US should push for short but sharp Israeli retaliation US should push for short but sharp Israeli retaliation

Iran’s missile attack on Israel on Tuesday was highly significant in scale and aggression.

Some analysts, such as Ian Bremmer, emphasize Iran’s prior notice to the United States that its attack was imminent. Others, such as U.S. national security adviser Jake Sullivan, are emphasizing the successful interception of a large number of Iranian missiles by the U.S. and Israel. With Israel apparently suffering no casualties, these arguments suggest that Iran sought to avoid dramatic escalation and that cooler heads can now prevail.

It sounds good. The problem is that there is at least one undeniable piece of evidence that Iran wanted to kill a significant number of Israelis with this attack. Namely, the fact that Iran focused on saturation strikes involving numerous ballistic missiles launched in near-simultaneous fashion against individual targets. This tactic is inherently designed to overwhelm missile defense systems and cause maximal damage at specific locations. Had Iran wanted to exercise true caution against escalation, it could have warned the U.S. in advance while also employing cruise missiles that are easier to shoot down. Alternatively, Iran could have launched ballistic missiles across an extended launch timetable.

And while many of its missiles were shot down, the fact that Iran successfully struck Israeli population centers in a high-visibility attack is what matters most here. Israeli deterrence has been undermined by Iran’s success.

Rightly obsessed that a future Iranian ballistic missile attack might one day carry nuclear warheads, Israel will want to restore deterrence in quick order — so also will Israeli Prime Minister Benjamin Netanyahu be loath to surrender the strategic initiative Israel has secured amid the recent weeks of spectacular attacks on Hamas and the Lebanese Hezbollah.
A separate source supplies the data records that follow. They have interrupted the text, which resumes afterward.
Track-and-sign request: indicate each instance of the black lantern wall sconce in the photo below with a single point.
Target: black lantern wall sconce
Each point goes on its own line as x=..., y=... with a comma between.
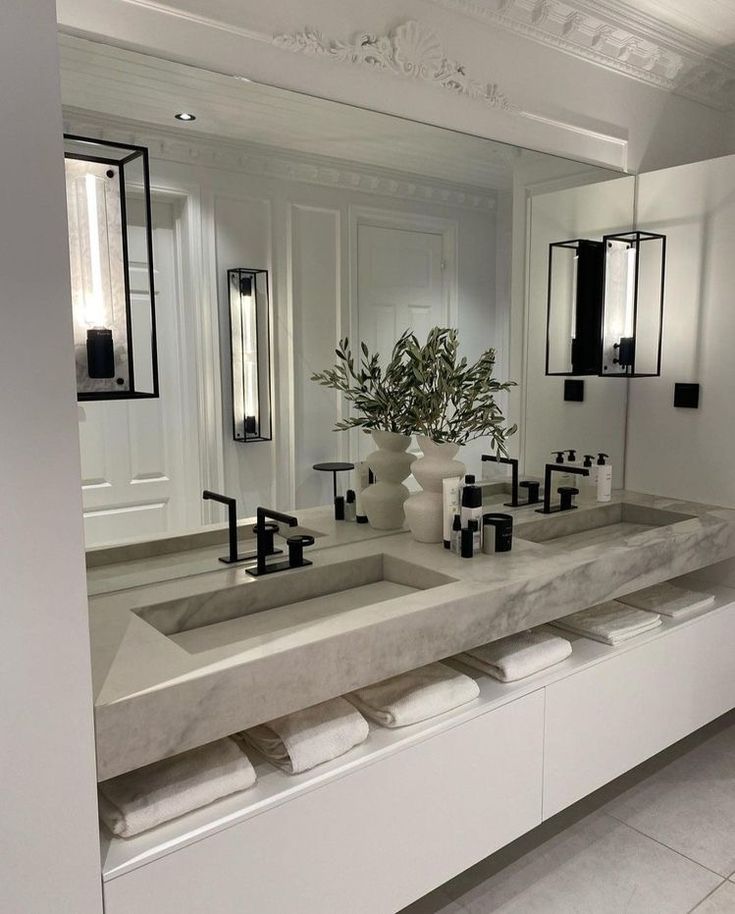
x=605, y=306
x=111, y=259
x=249, y=305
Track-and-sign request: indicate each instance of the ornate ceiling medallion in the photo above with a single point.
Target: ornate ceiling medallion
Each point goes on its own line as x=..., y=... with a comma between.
x=411, y=50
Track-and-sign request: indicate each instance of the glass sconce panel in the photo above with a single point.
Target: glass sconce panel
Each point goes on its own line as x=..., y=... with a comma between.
x=635, y=265
x=249, y=308
x=112, y=293
x=574, y=307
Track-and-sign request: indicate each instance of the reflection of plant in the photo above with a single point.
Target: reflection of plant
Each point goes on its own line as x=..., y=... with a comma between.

The Israeli government will want to make Ayatollah Ali Khamenei and those around him understand that Israel holds the best hand whatever the stakes.
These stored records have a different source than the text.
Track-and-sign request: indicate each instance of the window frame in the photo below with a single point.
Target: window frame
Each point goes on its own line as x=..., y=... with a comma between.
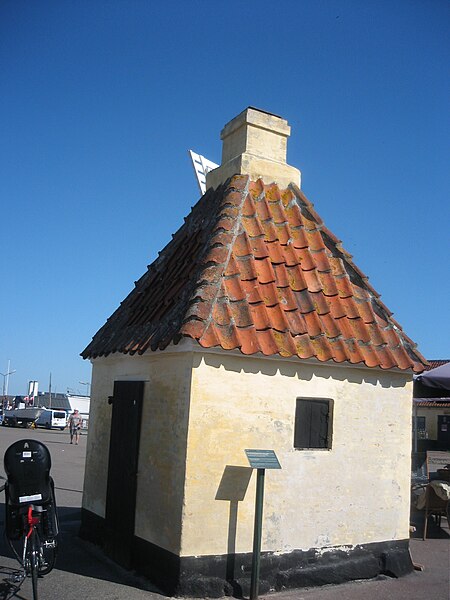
x=329, y=437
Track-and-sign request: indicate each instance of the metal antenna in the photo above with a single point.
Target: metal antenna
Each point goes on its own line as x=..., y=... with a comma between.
x=201, y=166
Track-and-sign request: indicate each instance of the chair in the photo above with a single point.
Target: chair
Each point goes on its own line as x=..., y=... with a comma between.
x=435, y=506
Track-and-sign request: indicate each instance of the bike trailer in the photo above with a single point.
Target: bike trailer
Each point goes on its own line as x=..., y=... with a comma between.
x=27, y=466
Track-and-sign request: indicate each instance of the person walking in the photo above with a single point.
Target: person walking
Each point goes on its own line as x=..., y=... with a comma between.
x=75, y=426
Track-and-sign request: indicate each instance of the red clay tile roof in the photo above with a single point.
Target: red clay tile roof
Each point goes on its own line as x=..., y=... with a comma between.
x=254, y=268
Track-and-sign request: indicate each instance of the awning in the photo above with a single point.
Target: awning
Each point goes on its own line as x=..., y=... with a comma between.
x=436, y=378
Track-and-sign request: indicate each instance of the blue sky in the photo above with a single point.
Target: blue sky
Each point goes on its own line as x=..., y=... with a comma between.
x=100, y=101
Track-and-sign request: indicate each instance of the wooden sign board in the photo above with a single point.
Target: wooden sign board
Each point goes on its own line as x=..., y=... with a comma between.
x=437, y=459
x=262, y=459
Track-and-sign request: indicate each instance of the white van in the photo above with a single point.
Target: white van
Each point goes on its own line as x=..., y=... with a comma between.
x=50, y=418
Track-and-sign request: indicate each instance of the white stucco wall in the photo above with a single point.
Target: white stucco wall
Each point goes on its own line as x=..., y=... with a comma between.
x=357, y=492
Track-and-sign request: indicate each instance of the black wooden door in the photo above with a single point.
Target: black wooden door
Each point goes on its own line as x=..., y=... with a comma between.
x=122, y=470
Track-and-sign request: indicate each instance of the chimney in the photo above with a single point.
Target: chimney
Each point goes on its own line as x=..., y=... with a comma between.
x=255, y=144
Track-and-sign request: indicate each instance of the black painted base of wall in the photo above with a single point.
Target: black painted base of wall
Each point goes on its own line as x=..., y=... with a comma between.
x=215, y=576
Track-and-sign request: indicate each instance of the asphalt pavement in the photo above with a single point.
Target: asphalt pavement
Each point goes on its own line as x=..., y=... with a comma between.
x=82, y=572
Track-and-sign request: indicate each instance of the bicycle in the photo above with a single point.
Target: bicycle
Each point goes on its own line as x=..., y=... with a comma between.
x=31, y=523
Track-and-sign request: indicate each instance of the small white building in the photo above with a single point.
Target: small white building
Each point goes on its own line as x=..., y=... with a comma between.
x=254, y=329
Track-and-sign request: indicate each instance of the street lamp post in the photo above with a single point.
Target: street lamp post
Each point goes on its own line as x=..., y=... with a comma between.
x=87, y=384
x=6, y=379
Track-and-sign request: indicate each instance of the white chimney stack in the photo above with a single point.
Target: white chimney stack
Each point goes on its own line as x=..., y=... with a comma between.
x=255, y=144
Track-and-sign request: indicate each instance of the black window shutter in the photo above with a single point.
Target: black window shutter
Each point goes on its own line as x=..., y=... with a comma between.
x=311, y=423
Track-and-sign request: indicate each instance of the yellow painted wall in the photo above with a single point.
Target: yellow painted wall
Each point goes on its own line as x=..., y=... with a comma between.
x=162, y=441
x=358, y=492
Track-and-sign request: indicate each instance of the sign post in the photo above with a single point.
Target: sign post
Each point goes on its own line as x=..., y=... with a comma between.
x=259, y=460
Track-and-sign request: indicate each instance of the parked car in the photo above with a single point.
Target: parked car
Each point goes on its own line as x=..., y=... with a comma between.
x=52, y=419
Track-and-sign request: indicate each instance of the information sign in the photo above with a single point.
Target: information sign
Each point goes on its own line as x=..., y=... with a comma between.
x=262, y=459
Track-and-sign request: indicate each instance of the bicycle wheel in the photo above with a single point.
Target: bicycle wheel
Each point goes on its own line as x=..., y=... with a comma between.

The Biden administration will have to come to grips with this reality. President Joe Biden has been highly deferential to Tehran in the face of previous Iranian terrorist plots and attacks, including against former President Donald Trump and on American forces. But in response to this Iranian attack, Biden should end his equivocation. The White House should offer public diplomatic support, refueling aircraft and targeting intelligence that supports Israel’s imposition costs on Iran for what it has done. The U.S. should also impose its own direct costs on Iran by striking Iranian forces that are supporting the Houthi rebel destabilization of the Gulf of Aden and Red Sea.

At the same time, however, the U.S. should push Israel to retaliate in a short and sharp fashion. This might, for example, entail strikes against the Islamic Revolutionary Guard Corps headquarters and Guard missile command-and-control apparatus, against missile stockpiles, and against radar and air defense networks. Israel needs to impose more potent costs on Iran now than it did with its own strikes against an Iranian air defense system that followed a more restrained Iranian missile attack in April.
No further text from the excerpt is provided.